Pointing to the plain language and structure of a settlement agreement, which made clear it was to settle any “work injury claims” arising from an employee’s prior injury, the Third Circuit concluded that the release did not bar the employee’s lawsuit, which alleged that the employer failed to notify him of his FMLA rights, failed to designate his leave as FMLA-protected, and fired him for exercising his FMLA and workers’ compensation rights. He was not bringing an additional “work injury claim,” explained the court, reversing the dismissal of his suit.

Release agreement.

The employee worked for Boscov’s at a farmer’s market. He was injured on August 12, 2014, filed for workers’ compensation, and took medical leave, returning on August 26. He was fired on September 10. The following April, the parties settled his workers’ comp claim, signing a “Compromise and Release Agreement” before the Pennsylvania Department of Labor and Industry Workers’ Compensation Office. In paragraph 19, the first sentence of the agreement stated: “Employer and Employee intend for the herein Compromise and Release Agreement to be a full and final resolution of all aspects of the 8/12/2014 alleged work injury claim and its sequela whether known or unknown at this time.”
The second sentence stated that the agreement was a “full and final resolution of all aspects of the 8/12/2014 alleged work injury claim” and the employee was “forever relinquishing any and all rights to seek any and all past, present and/or future benefits, including, but not limited to, wage loss benefits, specific loss benefits, disfiguement [sic] benefits, medical benefits or any other monies of any kind including, but not limited to, interest, costs, attorney’s fees and/or penalties for or in connection with the alleged 8/12/2015 [sic] work injury claim as well as any other work injury claim(s) Employee may have with or against Employer up through and including 4/7/2015.”

Lawsuit.

A few months later, the employee sued Boscov’s, alleging FMLA interference and retaliation, as well as a state-law claim of retaliation for filing a workers’ comp claim. The district court dismissed his complaint, relying on paragraph 19, and the employee appealed.
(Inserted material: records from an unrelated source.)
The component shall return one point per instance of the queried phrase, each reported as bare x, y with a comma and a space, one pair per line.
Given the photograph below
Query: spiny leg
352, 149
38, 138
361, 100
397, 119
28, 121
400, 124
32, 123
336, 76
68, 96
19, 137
No waiver of FMLA, common law claims.

Applying Pennsylvania contract law, the Third Circuit reversed. The terms of the contract were unambiguous, so no parol evidence was needed to ascertain the intent of the parties. Under the ordinary meaning and structure of the agreement here, the appeals court found that the employee’s FMLA and common-law claims could not “be fairly said to have been within the contemplation of the parties when the release was given.”
The appeals court pointed to the first sentence of paragraph 19, which specifically referred to resolution of the “work injury claim” and its “sequela,” which means “suit.” This, said the court, only prohibited the employee from bringing an additional “work injury claim” suit. Here, the employee alleged that the employer failed to notify him of his FMLA rights, failed to designate his leave as FMLA protected, and fired him for exercising his FMLA rights and bringing a workers’ comp claim. He was not bringing an additional “work injury claim,” such as a workers’ compensation tort, explained the court. Thus, his claims were not barred by the release.
The plain meaning of the second sentence of paragraph 19 further supported the appellate court’s conclusion, because the phrase “in connection with the alleged 8/12/2015 [sic] work injury claim as well as any other work injury claim(s)” limited the waiver of claims for “benefits” and “monies” to “work injury claims.”
The structure of the release agreement also suggested that the parties did not intend it to cover FMLA or common-law claims. Indeed, the stated purpose was to resolve issues concerning the “nature and extent of the alleged work injuries, disability and need for medical treatment,” and the employee certification confirmed that he understood the agreement was a “compromise and release of a workers’ compensation claim.” In light of the foregoing, the case was remanded for further proceedings.